The Synergy drug-eluting stent DES was evaluated in the EVOLVE clinical study, which supported the European approval. The company announced that Stefan Verheye, MD, presented 6-month and 1-year EVOLVE data at the EuroPCR 2012 conference in Paris on May 15, 2012. Prof. Ian Meredith, MD, Director of Monish Heart at Monish Medical Centre in Melbourne, Australia, served as Principal Investigator of the EVOLVE study.

“With the Synergy stent, drug release and polymer absorption occur in parallel and are complete at about 3 months after stent implantation,” commented Prof. Meredith in the company’s press release. “This exciting advance may improve long-term safety and efficacy compared to current durable polymer DES and perhaps even reduce the need for prolonged dual-antiplatelet therapy.”

In the EVOLVE 6-month results, the Synergy stent demonstrated noninferiority to the Boston Scientific Promus Element stent for the primary angiographic endpoint of in-stent late loss, a proxy for efficacy. At 12 months, the Synergy stent demonstrated a target lesion revascularization rate of 1.1% and a stent thrombosis rate of 0%.

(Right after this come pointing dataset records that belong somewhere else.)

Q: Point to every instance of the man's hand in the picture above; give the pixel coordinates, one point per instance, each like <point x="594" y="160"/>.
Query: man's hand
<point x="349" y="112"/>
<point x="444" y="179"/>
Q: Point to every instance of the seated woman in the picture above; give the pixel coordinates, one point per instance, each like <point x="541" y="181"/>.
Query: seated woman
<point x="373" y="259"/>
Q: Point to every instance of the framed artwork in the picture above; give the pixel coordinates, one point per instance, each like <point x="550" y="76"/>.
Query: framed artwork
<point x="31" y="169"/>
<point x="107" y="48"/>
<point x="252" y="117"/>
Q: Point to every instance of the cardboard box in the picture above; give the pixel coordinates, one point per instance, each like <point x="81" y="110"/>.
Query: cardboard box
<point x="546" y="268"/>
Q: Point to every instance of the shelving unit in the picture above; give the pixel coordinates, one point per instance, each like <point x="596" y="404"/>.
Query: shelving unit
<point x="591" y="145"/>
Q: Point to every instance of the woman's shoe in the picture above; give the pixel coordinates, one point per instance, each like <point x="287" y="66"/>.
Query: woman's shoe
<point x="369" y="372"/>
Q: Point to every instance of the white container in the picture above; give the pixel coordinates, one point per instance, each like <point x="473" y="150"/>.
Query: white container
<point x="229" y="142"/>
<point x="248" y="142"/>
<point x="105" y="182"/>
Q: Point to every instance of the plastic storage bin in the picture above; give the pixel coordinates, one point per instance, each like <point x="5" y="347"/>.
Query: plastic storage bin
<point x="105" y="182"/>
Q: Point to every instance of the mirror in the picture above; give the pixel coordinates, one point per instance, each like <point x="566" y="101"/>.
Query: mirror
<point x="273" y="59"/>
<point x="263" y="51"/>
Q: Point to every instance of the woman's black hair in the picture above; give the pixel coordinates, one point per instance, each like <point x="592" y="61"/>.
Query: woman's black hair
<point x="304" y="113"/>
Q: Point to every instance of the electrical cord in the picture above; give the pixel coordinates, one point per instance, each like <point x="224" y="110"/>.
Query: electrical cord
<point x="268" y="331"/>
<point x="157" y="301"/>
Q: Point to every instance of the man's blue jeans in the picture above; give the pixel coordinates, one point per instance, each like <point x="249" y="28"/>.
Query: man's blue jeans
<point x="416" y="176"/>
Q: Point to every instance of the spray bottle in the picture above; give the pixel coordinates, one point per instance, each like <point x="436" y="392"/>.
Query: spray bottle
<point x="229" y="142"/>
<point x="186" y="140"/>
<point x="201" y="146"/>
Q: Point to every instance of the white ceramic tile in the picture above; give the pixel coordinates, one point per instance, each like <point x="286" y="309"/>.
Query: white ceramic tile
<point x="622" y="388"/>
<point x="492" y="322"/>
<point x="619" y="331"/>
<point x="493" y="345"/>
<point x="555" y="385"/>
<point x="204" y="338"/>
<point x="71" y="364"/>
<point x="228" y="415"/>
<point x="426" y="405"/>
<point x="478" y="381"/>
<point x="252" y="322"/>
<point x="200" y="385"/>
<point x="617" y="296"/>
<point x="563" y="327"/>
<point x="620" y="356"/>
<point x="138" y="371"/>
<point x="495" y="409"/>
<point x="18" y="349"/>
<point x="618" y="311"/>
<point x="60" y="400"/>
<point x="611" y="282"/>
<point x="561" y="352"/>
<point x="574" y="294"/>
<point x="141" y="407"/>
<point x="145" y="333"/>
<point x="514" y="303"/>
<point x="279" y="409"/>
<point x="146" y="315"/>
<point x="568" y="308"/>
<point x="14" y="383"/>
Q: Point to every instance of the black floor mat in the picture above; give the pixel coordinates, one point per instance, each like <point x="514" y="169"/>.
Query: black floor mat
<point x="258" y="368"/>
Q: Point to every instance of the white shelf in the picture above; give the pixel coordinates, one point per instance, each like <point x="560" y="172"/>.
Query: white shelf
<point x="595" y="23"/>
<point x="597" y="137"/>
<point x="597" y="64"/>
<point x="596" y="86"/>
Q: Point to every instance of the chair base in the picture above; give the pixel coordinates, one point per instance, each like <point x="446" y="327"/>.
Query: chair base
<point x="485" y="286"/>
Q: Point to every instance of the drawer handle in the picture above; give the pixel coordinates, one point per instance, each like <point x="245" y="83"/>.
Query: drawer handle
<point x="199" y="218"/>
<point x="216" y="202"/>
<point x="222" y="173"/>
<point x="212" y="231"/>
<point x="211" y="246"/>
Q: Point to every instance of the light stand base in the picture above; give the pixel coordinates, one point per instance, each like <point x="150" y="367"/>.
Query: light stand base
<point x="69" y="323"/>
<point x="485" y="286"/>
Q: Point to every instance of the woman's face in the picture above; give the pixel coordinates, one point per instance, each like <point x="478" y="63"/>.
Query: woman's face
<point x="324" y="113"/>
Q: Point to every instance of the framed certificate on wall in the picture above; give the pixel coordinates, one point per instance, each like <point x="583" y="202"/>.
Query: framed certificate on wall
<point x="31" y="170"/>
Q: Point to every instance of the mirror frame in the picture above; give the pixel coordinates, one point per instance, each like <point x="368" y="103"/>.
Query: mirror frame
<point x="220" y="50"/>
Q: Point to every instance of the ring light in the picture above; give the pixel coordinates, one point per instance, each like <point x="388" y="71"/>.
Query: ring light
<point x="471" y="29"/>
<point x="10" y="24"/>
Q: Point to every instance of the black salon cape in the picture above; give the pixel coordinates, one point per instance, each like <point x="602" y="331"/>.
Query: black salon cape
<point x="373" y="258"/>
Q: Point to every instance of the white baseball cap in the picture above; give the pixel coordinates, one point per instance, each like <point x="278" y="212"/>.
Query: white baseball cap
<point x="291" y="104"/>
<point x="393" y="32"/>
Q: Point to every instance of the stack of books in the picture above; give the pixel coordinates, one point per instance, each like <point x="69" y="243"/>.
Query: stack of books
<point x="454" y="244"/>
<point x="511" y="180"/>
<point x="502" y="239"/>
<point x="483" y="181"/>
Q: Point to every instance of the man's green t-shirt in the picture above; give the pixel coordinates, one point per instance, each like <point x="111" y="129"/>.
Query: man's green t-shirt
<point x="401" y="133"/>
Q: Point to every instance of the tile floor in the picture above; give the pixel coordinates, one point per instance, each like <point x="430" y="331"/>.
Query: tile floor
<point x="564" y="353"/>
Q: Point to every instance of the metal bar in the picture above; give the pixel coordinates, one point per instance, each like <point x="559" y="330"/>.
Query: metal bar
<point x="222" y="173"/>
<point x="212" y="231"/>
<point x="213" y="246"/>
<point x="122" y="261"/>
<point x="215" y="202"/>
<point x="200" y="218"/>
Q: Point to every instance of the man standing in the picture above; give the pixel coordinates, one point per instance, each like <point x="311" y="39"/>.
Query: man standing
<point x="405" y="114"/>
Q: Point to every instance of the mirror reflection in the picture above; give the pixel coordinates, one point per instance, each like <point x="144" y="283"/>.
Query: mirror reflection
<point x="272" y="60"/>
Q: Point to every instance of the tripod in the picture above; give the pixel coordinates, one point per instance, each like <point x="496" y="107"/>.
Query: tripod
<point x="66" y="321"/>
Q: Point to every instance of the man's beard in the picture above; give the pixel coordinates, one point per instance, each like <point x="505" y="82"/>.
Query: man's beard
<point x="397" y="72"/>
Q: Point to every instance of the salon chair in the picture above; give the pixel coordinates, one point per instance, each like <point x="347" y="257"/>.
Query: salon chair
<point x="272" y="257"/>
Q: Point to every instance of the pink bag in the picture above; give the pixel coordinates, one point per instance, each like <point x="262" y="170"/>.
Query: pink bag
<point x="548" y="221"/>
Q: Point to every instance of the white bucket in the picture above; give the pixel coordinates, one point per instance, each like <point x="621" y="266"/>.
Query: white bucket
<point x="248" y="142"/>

The company advised that a pivotal trial, EVOLVE II, has been designed to support US Food and Drug Administration and Japanese Ministry of Health, Labor, and Welfare approval of the Synergy stent system and is expected to begin enrollment later this year. EVOLVE II is a global, multicenter, randomized, controlled, pivotal trial that will enroll 1,684 patients in 160 sites across the globe. Boston Scientific anticipates additional studies to assess outcomes, including the potential for reduced dual-antiplatelet therapy. The Synergy stent system is currently an investigational device, not available for sale in United States and Japan, stated Boston Scientific.